An idea brought by Seven Locks Elementary parents to delay their modernization by switching with Farmland Elementary is at an impasse as many of the key players seem reluctant to move forward.
In November, parents of students at Seven Locks Elementary School in Bethesda suggested to parents at Farmland Elementary School in Rockville that the two schools swap their modernization dates. The proposal was brought to the county Board of Education on Nov. 20. The change, Seven Locks parents argued, would benefit Farmland since it would push its scheduled 18-month modernization up from 2010 to 2009.
And the switch would also benefit Seven Locks, whose parents do not want their children to have to travel to a Rockville holding school -- Radnor Center in Bethesda would be available should the change go through -- that is located five miles further than Radnor, which is four miles from Seven Locks. Both holding schools are equidistant from Farmland, according to Chris Rigaux, PTA president at Seven Locks.
Seven Locks parents also argue the delay would allow students to benefit from a new10-classroom addition and new gymnasium for at least two school years before leaving for a holding school while the modernization takes place.
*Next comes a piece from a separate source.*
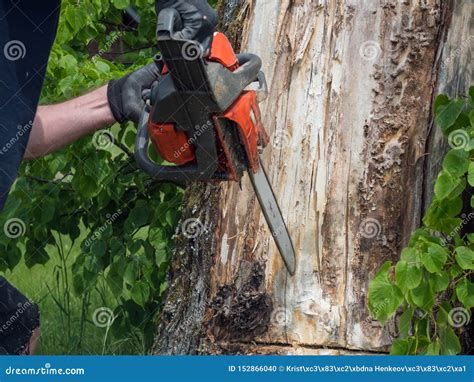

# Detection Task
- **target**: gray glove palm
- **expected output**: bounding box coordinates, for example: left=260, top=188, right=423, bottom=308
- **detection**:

Students do not leave school while additions are built.
The addition is needed at Seven Locks to accommodate about 250 students who are being reassigned in 2006 from overcrowded Potomac Elementary School.
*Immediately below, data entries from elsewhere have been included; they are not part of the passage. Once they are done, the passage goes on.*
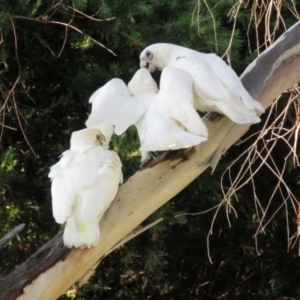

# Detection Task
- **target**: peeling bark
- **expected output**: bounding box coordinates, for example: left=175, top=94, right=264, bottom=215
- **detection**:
left=0, top=231, right=70, bottom=299
left=0, top=21, right=300, bottom=300
left=210, top=21, right=300, bottom=171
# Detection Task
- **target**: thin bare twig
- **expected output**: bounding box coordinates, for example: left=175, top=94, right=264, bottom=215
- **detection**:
left=0, top=224, right=25, bottom=250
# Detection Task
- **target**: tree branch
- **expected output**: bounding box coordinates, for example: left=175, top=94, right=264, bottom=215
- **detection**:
left=0, top=224, right=25, bottom=251
left=0, top=231, right=70, bottom=299
left=211, top=21, right=300, bottom=171
left=1, top=21, right=300, bottom=300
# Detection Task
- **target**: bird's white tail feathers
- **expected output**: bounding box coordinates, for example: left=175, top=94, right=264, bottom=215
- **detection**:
left=211, top=101, right=261, bottom=124
left=140, top=129, right=207, bottom=152
left=63, top=216, right=100, bottom=248
left=237, top=89, right=265, bottom=114
left=180, top=107, right=208, bottom=137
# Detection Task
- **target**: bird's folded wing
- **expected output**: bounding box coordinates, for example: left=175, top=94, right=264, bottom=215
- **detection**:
left=80, top=152, right=122, bottom=221
left=49, top=151, right=78, bottom=224
left=173, top=56, right=230, bottom=103
left=204, top=53, right=264, bottom=112
left=158, top=66, right=208, bottom=137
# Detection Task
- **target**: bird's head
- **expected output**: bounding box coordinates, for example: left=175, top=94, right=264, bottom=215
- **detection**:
left=140, top=49, right=156, bottom=72
left=71, top=128, right=106, bottom=149
left=95, top=131, right=106, bottom=146
left=128, top=68, right=158, bottom=96
left=140, top=44, right=170, bottom=72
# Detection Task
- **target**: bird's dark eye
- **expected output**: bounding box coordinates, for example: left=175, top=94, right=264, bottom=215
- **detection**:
left=96, top=134, right=103, bottom=145
left=146, top=51, right=154, bottom=61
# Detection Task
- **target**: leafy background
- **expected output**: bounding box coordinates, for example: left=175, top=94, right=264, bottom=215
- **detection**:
left=0, top=0, right=300, bottom=299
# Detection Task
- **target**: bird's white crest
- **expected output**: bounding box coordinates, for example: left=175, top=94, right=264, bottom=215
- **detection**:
left=140, top=43, right=265, bottom=124
left=49, top=128, right=123, bottom=248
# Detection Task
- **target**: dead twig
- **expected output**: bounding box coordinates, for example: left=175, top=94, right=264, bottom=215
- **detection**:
left=0, top=224, right=26, bottom=250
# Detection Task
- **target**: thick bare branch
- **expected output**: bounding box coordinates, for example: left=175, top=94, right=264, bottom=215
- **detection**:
left=1, top=21, right=300, bottom=300
left=211, top=21, right=300, bottom=171
left=0, top=231, right=70, bottom=299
At the time Seven Locks first proposed the swap, school board members said it was up to Farmland to get the ball rolling, Rigaux said.
"The Board says it can't do anything until they hear from Farmland," Rigaux said.
Last week, Sharon Cox, Board of Education president, said in a telephone interview that if there is to be a change in the modernization schedule, the request needs to come from Farmland as well as from Seven Locks.
Cox also said the board needs assurance that families other than those who currently have children attending the schools want the change.
"We need to see documentation of outreach and that the community is interested in making the switch," Cox said. "It is so far in the future that we want to be sure the current community isn't committing a future parent community ... who truly will be affected by it."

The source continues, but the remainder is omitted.